Google Books and the growing group of digital readers lack this visual punch. Yet they have the potential to make the book stronger and more vibrant. Instead of being hidden away, the book become more accessible. Instead of pages decaying with age, the material is preserved in a sharable format.

The students at Cushing Academy, like students elsewhere, are of an age where they are technology natives. Those born in the past two decades don’t have the same hardwired connection to paper page and to the paradigm of physical page turning that those of use born before the digital age do.


And that’s why the big shift at Cushing happened. The Library has been transformed: its printed books have been replaced with electronic ones.

In an NPR interview about this change, one student was quoted as saying that she loved the thought of the library and all its books, but she never went there.

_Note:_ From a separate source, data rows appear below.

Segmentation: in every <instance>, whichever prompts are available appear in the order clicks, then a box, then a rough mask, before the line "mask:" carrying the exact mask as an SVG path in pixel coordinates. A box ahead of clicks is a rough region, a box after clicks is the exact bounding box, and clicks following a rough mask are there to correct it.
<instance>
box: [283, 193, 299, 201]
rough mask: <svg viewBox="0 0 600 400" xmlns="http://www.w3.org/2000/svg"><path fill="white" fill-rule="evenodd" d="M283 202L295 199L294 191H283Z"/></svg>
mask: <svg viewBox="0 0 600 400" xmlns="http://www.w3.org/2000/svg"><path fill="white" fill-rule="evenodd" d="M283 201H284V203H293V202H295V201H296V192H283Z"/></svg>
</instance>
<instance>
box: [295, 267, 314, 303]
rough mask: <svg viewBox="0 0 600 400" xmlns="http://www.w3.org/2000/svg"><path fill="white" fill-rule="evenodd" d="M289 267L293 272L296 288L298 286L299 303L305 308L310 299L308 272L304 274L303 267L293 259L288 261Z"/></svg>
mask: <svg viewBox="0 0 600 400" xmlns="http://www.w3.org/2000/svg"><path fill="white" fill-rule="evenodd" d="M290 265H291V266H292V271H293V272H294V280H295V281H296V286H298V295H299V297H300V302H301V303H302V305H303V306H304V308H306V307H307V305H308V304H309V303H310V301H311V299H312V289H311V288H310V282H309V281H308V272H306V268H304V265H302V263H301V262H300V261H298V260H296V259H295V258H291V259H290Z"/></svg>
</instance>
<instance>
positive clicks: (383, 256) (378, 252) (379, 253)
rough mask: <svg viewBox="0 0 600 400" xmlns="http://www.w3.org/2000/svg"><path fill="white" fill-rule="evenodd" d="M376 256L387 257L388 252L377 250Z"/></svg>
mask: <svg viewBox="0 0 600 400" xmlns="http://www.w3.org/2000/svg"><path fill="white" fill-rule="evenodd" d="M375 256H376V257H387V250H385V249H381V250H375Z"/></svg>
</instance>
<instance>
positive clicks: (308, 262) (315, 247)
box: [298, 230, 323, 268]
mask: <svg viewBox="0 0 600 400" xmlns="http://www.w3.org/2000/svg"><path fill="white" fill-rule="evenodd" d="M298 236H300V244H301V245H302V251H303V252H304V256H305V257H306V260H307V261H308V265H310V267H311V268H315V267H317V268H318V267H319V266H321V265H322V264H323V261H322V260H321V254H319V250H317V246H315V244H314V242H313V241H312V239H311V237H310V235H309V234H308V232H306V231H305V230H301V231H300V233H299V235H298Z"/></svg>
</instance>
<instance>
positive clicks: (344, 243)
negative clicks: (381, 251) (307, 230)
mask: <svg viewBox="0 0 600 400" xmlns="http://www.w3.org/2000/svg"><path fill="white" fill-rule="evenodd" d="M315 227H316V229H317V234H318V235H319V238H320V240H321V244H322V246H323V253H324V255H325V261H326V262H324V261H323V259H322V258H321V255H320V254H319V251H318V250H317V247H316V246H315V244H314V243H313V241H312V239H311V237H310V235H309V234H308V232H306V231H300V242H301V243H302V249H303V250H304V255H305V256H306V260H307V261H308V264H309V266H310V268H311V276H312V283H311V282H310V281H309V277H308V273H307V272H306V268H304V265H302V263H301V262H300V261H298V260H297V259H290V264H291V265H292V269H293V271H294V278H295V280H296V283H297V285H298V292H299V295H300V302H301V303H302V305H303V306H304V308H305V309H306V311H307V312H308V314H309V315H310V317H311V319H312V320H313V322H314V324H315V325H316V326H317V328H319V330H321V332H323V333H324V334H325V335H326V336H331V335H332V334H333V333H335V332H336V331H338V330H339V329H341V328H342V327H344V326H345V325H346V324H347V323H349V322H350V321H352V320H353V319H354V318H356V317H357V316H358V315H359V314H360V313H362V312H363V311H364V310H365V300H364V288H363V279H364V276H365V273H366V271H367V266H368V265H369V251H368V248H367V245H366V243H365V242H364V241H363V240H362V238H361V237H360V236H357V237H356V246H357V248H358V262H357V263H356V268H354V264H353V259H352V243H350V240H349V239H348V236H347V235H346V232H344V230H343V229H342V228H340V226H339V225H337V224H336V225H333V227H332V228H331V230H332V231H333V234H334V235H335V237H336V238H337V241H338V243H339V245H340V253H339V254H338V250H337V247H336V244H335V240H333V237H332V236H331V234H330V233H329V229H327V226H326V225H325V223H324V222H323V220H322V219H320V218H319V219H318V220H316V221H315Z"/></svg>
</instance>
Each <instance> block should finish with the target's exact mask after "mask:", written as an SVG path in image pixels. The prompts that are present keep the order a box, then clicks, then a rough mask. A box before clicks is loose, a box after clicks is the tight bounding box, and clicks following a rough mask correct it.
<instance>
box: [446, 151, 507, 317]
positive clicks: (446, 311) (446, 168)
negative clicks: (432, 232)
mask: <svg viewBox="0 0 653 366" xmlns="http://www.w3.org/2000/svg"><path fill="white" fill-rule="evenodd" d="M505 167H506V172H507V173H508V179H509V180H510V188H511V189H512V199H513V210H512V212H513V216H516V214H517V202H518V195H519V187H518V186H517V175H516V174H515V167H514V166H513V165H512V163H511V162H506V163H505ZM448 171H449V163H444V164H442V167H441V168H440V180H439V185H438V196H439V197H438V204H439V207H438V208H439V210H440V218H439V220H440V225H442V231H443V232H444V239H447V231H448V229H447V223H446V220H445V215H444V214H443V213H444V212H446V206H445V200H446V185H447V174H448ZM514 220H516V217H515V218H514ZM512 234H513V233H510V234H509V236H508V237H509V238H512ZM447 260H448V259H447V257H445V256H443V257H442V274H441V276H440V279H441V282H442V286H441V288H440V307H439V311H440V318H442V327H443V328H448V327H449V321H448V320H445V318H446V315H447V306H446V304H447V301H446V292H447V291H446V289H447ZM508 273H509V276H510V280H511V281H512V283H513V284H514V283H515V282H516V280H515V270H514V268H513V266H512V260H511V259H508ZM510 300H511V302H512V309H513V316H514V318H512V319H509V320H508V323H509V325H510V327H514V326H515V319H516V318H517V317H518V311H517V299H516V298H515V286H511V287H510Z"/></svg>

Now, that is it a sort of social learning center with all digital material, she is there all the time. She still loves the library, she says, but now she loves it and uses it.

Let’s say this again – this ritzy private school has replaced the majority of its books with digital works.
 
In PR speak, it says it has done this to be at the “forefront of a pedagogical and technological shift.” In other words, teaching and learning is no longer tied to Books-as-We-Know them.

A book is a long-term collection of information, knowledge, and human expression. We know and love the printed book because, well, it is what we know and love.  Being accessible in a digital form doesn’t make them any less books – it just makes them books delivered in a different form.